Let's dispense with the conventional examination of "all the damage that suicide causes." Whatever. It happened. That wound was created in the rest of us, and it either healed or scarred in each of us. It's long done, and rarely discussed amongst us any more. Here's my issue with the scenario, 15 years later. Scott, like nearly everyone on earth, had something to give. Scott, like many suicidal people, mistakenly thought that the world owed him something - at the very least, an equal opportunity at Happiness. Contentment. Mental quiet. And he held that ill notion that if one's path is repeatedly beset by trials and tribulations, then living is destined to fail, and not worth the effort.
In written word, it's hard to show how strongly I disagree with that attitude. It's clear to me that life on earth - this life - is a blessing - which doesn't mean that it's easy. Or fair. Or fun. Sure, we don't have the ability to jump between dimensions, exist in a single state forever, or to manipulate time. But we can reason. We can adapt. We taste. Smell. Hear. Feel. Differentiate between thought, emotion, bias, belief, and assumptions. Our species appears to be at least somewhat singular in the combination of those abilities. That combination is a blessing, and no matter what happens when we leave this world, we'll leave almost all of those abilities and perceptions behind. Forever. We each have a unique chance here to do something worthwhile - if only in our spare time. And then we are gone - never to return in the same way we were once here.
Scott Miller once jokingly wrote, "Oh Lord, hear me cry; I've not earned the right to die." The older I get, the more sense that makes. The world owes us nothing. It's given us life. Somewhere to grow food and get clean water. The chance to prepare for future generations of our species in almost anyway we choose to do so. That is truly massive biological power. Life should be more than a chore. It should be an obligation to those who receive it to truly make a mark, even at the smallest scale.
It's popular right now to bash the millenial generation as being coddled and lazy. To them, I say: this is your chance. Your only chance. The older you get, the harder it will be to start making an impact. This is your chance and your responsibility to leave this country and this planet in better shape than when you arrived here. We can disagree on what "better" means. But it means that you should feel obligated to act. To live. To learn....and to be wrong. To "Go and Sin Boldly," as the manic depressive Martin Luther once stated.

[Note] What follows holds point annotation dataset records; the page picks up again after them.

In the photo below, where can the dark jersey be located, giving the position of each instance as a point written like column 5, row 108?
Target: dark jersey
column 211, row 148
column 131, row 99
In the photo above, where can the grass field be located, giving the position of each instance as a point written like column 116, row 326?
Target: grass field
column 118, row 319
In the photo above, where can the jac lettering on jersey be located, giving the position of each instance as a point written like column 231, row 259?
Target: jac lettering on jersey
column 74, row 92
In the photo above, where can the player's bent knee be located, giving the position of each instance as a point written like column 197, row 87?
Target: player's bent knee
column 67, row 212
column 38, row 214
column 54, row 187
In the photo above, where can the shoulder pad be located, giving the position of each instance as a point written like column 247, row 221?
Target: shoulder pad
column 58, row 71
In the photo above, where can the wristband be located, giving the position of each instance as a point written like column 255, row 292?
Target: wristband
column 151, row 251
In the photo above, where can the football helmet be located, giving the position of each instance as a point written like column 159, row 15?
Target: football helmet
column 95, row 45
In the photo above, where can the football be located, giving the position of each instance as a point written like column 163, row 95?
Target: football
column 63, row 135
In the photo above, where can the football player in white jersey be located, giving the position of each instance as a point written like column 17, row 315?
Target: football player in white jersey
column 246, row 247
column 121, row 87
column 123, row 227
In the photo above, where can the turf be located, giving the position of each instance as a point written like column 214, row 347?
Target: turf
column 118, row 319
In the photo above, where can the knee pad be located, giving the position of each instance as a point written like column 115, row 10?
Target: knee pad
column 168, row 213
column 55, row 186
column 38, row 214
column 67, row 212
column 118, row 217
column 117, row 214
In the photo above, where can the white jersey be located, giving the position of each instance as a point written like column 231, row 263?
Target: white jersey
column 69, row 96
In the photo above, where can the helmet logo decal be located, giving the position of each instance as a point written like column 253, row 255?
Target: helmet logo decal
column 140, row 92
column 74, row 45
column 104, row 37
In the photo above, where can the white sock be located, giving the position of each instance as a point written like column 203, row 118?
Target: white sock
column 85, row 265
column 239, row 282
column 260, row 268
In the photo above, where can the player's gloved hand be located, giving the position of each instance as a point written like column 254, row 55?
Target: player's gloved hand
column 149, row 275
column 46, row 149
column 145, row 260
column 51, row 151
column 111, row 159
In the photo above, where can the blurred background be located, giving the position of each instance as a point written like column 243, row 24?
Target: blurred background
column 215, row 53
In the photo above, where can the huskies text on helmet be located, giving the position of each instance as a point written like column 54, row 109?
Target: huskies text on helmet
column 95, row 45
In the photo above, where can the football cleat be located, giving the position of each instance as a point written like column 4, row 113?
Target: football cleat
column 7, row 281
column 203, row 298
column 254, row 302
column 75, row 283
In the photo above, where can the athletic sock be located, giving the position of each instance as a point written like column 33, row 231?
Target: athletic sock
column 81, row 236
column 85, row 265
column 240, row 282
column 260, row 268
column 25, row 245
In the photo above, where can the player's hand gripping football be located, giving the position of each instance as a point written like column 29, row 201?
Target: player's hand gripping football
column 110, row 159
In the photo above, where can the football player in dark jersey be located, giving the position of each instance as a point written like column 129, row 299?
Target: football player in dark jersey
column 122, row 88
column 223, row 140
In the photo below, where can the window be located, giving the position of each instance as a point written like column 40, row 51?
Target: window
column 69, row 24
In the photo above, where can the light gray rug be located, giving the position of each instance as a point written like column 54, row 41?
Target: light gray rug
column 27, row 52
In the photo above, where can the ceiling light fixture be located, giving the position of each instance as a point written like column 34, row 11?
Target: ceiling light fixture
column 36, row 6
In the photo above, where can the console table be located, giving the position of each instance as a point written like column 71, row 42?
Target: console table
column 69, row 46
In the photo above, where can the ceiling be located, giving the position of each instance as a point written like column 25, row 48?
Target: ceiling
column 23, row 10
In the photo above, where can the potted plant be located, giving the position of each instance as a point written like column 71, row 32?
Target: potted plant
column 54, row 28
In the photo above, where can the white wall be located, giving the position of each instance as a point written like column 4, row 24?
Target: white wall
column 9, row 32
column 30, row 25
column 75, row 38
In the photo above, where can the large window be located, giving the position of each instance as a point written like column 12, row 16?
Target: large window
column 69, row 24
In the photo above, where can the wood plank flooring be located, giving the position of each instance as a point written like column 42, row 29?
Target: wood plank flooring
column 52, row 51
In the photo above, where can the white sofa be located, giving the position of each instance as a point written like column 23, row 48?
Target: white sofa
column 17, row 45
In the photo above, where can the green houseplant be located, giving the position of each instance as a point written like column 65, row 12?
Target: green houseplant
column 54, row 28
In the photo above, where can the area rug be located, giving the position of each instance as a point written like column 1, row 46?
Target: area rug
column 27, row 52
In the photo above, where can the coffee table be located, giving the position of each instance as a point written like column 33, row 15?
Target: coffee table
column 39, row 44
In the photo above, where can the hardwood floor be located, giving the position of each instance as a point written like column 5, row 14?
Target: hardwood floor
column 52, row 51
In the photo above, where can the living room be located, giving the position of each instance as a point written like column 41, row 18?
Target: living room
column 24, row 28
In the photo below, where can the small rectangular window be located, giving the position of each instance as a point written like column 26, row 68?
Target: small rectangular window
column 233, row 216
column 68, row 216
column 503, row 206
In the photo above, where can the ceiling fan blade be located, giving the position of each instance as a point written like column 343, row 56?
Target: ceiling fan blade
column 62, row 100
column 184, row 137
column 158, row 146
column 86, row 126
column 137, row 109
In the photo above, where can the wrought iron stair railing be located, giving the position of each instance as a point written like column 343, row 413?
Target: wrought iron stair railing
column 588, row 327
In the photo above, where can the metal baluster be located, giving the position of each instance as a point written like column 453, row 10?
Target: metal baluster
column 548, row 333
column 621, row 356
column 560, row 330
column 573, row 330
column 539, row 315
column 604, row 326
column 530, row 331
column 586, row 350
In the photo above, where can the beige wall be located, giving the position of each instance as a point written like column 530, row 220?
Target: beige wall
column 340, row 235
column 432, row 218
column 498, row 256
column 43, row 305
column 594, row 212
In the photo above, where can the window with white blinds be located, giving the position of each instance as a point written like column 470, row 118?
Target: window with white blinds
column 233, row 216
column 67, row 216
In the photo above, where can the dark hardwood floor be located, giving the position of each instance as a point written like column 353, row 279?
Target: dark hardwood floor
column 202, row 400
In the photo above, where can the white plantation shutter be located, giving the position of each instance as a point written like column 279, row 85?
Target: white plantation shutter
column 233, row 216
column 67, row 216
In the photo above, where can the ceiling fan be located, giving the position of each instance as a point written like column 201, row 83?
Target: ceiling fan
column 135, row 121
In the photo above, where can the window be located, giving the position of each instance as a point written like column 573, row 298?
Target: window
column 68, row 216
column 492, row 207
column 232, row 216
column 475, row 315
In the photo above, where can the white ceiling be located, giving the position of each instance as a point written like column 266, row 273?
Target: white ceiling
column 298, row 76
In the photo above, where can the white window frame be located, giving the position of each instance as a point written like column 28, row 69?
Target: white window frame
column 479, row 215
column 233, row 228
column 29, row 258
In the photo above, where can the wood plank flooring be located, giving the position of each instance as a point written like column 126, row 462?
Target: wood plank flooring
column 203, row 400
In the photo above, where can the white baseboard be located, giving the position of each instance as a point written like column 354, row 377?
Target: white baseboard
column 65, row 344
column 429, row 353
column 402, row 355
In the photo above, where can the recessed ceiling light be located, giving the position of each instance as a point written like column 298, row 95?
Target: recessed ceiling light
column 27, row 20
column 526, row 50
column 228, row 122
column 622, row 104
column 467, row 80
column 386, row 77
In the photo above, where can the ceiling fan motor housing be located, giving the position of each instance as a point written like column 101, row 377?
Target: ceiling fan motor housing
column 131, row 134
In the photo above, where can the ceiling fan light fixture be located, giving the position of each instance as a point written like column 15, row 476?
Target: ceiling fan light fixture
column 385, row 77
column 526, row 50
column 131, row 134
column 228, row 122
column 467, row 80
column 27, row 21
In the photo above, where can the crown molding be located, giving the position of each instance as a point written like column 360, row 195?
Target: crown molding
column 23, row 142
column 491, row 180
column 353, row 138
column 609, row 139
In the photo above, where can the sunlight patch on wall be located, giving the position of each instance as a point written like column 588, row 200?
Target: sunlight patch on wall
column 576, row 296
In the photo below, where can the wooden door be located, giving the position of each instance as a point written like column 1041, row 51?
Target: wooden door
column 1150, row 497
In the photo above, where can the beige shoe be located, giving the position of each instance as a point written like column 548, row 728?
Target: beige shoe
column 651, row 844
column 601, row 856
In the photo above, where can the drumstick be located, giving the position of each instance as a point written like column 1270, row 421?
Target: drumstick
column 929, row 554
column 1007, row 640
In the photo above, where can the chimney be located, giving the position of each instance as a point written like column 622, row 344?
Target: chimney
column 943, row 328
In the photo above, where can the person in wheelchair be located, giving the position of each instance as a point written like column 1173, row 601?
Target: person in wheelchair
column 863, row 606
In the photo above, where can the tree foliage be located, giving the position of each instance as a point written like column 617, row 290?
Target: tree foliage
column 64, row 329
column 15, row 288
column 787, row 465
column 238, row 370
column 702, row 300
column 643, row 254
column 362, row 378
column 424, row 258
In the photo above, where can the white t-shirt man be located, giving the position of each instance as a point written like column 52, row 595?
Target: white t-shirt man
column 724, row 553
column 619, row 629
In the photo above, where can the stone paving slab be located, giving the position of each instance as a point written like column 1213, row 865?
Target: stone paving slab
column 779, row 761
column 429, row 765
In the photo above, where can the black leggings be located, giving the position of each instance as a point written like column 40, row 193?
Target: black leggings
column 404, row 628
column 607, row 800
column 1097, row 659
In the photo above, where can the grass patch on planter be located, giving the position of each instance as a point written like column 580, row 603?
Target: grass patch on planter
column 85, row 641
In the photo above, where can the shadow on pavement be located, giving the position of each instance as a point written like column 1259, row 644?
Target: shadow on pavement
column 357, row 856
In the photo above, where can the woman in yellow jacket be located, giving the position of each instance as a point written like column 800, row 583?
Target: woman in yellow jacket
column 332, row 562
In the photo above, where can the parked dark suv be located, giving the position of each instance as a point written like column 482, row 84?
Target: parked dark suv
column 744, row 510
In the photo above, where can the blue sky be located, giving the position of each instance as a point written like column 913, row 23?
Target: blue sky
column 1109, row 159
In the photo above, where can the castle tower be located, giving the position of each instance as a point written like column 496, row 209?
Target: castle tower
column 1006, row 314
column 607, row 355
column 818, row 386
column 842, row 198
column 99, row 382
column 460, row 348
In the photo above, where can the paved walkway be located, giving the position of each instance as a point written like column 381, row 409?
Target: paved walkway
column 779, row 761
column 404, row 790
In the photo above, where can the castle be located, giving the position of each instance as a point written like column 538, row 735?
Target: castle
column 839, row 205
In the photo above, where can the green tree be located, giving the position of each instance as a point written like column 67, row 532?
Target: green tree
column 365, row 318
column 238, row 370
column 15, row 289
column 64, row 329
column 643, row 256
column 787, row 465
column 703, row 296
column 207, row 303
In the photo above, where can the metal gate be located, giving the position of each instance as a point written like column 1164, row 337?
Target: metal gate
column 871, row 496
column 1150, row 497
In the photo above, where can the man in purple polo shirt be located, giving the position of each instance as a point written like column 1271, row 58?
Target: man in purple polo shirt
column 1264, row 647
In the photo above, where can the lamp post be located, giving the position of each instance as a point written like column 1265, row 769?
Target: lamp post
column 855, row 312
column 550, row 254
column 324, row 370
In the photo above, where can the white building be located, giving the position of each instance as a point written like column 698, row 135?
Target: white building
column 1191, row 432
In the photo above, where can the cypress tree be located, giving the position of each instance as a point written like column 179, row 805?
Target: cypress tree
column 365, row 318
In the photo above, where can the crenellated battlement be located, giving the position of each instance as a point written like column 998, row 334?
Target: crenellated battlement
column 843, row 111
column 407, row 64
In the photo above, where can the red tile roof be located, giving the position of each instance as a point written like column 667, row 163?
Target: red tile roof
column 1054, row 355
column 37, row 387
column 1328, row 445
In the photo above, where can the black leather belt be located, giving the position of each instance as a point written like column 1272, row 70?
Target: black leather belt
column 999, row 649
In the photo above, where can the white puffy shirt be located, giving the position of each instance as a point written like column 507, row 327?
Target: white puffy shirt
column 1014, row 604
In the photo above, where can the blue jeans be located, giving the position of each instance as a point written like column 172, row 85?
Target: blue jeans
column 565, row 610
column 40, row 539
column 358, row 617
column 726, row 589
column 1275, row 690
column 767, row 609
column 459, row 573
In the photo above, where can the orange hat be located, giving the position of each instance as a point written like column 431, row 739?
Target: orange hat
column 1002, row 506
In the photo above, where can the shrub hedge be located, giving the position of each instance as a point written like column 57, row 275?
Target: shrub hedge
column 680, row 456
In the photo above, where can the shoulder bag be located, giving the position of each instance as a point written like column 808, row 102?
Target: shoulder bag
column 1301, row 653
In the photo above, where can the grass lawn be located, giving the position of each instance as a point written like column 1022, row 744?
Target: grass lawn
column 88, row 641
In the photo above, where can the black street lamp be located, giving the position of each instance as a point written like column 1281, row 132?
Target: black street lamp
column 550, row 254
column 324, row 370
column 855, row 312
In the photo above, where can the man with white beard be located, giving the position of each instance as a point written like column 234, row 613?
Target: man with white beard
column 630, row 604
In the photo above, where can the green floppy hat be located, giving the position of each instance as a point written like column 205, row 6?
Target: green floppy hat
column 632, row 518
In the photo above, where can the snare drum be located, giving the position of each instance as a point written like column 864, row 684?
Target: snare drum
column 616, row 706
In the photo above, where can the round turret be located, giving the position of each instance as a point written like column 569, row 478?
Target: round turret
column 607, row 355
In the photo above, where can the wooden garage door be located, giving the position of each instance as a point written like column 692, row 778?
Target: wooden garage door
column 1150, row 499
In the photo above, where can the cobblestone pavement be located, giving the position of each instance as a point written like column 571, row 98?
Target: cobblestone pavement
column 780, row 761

It doesn't mean you have to do it according to your parents' plans, or according to society's expectations. After all, parents' plans are just that, and society is a creation of human beings that simply feeds itself at the expense of so many other things. There is something you were meant to do here. Go find it with an open heart. Embrace the pain, the victories, the struggles, but focus on none of those. Just go find it. Go do it.
I lost friends both before and after Scott to suicide, drugs, alcohol, or a combination of those, especially when combined with fast cars and trucks. Given our collective love of big adventure, high speed, and righteous parties, I'm lucky to have not lost more - I'm thankful to have so many friends who found their way through their own darkness somehow. And I'm lucky to have lived this long that I can bear the burden of the final choices of friends like Scott, and use that burden to inform the way I live my life.
To try to live fully, understand as much as I can, share what I've learned, and cast off that which I cannot fix.
Scott, thank you for that. We still miss you.